On live gig days I do nothing in the studio if possible. My ears need rests.


----------



## Zero&One (Jan 11, 2019)

4hrs before my alarm.
2 hrs before bed.
1hr before work
Aka the hours I should be doing something else


----------



## Nick Batzdorf (Jan 11, 2019)

It depends when the last minute is.


----------



## bengoss (Jan 11, 2019)

Night time late late from 12am to 6am. I don’t know how to change this? Any tips? I’ve been working like this ever since!


----------



## Zero&One (Jan 11, 2019)

bengoss said:


> Night time late late from 12am to 6am. I don’t know how to change this? Any tips? I’ve been working like this ever since!
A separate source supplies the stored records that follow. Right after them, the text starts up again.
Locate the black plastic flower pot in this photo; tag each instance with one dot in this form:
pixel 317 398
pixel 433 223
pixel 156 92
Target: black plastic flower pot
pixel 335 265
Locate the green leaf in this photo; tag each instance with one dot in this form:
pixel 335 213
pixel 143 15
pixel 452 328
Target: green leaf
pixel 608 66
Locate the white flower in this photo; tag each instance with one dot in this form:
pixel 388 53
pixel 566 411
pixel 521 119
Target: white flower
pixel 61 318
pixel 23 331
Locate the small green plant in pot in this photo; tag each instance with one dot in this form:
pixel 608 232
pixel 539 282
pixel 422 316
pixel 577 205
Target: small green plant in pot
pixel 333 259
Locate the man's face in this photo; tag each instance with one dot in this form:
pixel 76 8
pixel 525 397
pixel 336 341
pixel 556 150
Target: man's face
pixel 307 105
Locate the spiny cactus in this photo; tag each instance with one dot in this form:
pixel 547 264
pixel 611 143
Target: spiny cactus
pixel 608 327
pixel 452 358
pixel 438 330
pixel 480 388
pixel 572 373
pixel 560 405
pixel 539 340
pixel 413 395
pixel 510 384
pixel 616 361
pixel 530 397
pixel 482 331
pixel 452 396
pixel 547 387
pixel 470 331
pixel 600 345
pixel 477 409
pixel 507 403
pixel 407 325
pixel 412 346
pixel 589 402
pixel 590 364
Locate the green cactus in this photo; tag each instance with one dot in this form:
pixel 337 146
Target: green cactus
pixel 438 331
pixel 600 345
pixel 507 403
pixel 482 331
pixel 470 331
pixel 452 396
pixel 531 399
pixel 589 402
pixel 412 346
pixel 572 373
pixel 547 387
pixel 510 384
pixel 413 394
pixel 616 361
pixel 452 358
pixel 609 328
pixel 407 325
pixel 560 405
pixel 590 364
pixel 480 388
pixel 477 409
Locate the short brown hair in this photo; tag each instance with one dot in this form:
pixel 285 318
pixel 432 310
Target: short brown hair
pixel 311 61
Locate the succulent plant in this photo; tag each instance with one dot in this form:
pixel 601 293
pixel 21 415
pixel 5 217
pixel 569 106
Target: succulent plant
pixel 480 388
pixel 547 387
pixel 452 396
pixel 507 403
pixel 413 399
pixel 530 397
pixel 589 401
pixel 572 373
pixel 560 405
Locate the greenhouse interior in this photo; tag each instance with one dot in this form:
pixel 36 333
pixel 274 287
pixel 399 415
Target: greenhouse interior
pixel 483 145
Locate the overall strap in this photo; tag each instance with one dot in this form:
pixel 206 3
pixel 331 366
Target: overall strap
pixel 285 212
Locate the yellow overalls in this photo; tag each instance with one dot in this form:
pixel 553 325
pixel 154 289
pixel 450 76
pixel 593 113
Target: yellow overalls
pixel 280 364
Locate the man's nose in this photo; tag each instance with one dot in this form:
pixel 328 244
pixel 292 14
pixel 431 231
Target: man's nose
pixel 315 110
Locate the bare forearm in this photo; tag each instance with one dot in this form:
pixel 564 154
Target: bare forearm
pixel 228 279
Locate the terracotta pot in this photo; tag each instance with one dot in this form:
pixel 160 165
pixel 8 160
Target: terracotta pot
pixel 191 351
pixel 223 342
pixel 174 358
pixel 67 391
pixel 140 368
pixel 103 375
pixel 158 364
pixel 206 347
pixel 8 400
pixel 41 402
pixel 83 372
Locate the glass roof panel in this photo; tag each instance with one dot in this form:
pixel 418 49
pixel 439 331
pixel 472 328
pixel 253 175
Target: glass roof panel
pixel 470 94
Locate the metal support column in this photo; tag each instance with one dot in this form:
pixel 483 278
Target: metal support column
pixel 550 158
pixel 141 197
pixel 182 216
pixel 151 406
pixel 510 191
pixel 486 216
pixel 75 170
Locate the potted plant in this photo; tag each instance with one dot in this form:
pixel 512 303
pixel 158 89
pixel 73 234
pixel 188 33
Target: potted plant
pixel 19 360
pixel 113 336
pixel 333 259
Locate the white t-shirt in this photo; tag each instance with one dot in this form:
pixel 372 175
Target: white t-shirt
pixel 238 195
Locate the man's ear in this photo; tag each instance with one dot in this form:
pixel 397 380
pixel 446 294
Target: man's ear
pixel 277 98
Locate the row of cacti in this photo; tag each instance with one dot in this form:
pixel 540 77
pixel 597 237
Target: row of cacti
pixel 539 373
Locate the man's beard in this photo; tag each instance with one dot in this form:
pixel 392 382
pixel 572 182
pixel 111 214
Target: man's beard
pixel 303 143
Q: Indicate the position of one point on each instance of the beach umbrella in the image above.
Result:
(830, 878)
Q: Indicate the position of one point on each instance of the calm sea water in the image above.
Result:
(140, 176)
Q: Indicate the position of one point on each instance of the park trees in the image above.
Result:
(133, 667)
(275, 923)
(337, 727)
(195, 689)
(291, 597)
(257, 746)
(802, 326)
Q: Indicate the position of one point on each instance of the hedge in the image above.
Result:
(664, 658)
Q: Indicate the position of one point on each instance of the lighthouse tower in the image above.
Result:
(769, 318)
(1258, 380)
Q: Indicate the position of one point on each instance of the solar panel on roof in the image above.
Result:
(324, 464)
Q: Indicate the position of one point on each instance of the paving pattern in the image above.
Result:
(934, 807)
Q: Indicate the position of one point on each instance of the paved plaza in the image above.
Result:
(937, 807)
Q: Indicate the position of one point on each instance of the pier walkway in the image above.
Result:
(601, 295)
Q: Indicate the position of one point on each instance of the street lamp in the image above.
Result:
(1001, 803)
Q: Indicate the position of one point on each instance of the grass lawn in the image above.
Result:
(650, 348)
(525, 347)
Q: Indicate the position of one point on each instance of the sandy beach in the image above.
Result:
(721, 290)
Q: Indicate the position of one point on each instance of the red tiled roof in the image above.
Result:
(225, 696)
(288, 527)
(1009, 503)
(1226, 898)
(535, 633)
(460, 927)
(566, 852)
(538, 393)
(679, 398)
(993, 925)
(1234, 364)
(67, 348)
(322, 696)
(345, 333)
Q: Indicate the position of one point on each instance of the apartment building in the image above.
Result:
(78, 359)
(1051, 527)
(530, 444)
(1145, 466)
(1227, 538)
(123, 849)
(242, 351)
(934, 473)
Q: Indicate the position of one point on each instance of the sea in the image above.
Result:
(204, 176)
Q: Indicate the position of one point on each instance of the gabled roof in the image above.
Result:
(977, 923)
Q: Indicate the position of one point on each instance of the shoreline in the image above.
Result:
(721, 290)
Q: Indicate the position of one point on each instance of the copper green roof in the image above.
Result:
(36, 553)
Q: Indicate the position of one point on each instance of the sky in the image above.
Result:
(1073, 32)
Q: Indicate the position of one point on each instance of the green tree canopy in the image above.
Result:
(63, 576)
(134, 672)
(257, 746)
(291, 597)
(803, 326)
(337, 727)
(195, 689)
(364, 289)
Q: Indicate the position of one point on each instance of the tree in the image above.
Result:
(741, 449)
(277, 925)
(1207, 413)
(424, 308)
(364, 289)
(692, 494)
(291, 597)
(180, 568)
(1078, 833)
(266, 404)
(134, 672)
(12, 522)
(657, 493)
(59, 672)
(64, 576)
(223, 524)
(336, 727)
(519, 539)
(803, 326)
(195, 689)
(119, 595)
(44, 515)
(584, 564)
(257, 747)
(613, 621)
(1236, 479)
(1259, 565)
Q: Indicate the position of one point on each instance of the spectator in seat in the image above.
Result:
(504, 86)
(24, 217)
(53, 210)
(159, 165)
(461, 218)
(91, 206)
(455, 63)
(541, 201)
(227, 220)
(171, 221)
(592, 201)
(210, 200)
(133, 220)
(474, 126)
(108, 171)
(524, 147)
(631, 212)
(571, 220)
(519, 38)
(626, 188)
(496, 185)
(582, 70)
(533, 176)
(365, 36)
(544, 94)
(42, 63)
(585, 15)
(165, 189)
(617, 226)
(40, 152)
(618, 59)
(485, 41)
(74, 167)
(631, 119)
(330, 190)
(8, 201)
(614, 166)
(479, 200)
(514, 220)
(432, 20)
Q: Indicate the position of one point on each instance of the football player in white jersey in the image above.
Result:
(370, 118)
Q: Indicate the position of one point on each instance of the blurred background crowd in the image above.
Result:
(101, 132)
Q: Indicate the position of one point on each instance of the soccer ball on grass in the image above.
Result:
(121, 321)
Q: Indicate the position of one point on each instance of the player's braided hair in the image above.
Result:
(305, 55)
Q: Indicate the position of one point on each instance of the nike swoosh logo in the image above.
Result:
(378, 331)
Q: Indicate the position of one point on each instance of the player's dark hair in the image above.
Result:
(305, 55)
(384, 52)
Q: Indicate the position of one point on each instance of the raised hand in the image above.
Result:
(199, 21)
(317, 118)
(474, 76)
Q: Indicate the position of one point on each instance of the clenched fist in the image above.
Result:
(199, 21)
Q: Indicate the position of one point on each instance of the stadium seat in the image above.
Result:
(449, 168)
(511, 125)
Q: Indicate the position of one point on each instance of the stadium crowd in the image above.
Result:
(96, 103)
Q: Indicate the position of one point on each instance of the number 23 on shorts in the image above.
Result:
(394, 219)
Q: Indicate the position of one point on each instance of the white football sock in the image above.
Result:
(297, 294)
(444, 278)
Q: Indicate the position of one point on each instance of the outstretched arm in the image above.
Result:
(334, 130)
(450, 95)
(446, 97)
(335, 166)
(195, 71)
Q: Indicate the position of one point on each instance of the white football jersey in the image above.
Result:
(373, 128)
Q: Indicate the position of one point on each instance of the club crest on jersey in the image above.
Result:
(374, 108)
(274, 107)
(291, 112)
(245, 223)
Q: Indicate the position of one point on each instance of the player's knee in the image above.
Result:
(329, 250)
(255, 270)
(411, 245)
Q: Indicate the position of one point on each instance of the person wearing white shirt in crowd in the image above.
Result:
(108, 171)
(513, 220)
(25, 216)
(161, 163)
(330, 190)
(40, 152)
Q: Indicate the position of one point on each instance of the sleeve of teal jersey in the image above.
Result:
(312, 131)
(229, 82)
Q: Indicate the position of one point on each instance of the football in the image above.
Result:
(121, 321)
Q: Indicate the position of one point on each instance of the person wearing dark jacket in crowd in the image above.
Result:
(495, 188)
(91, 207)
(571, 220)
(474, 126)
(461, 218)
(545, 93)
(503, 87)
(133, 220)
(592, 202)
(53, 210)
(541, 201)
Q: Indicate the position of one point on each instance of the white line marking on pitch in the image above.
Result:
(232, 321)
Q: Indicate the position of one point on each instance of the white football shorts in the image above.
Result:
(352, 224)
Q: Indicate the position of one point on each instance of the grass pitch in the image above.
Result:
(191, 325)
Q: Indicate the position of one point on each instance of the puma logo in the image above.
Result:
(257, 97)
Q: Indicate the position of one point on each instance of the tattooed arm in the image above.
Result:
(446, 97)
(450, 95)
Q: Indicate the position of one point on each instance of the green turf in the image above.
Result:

If you get the answer... my boss, friends, ex's and neighbours would be very interested.


----------



## bengoss (Jan 11, 2019)

James H said:


> If you get the answer... my boss, friends, ex's and neighbours would be very interested.


Lol


----------



## Parsifal666 (Jan 11, 2019)

I get up at 3:30 am (three hours before my girl does), eat a quick breakfast+coffee, start work at around 10 of. I break for lunch at 9:00, but keep going after for about an hour. Whether I continue after supper (4:00 pm) is up in the air, but I usually get about an hour in when I do.

So, altogether about six hours a day average, seven days a week, day off every few months. Been like that since 2013, before that it was around eight hours a day (the extra time mostly because I had to get some guitar chops-keeping exercises and general practice in).

It's a lot of hours considering I generate only about/around enough to pay my rent (and not much else besides, sometimes barely even rent). But my commissions never take long (they don't need a lot of time, to be completely forthright). I spend most of the time on my own compositions, the ones I value most dearly. Without those I'd only work about two hours a day.


----------



## rgames (Jan 11, 2019)

My brain works best in the hours after I wake up. 7 - 10 am is a sweet spot for me.

But I do often hate the waking up part.


----------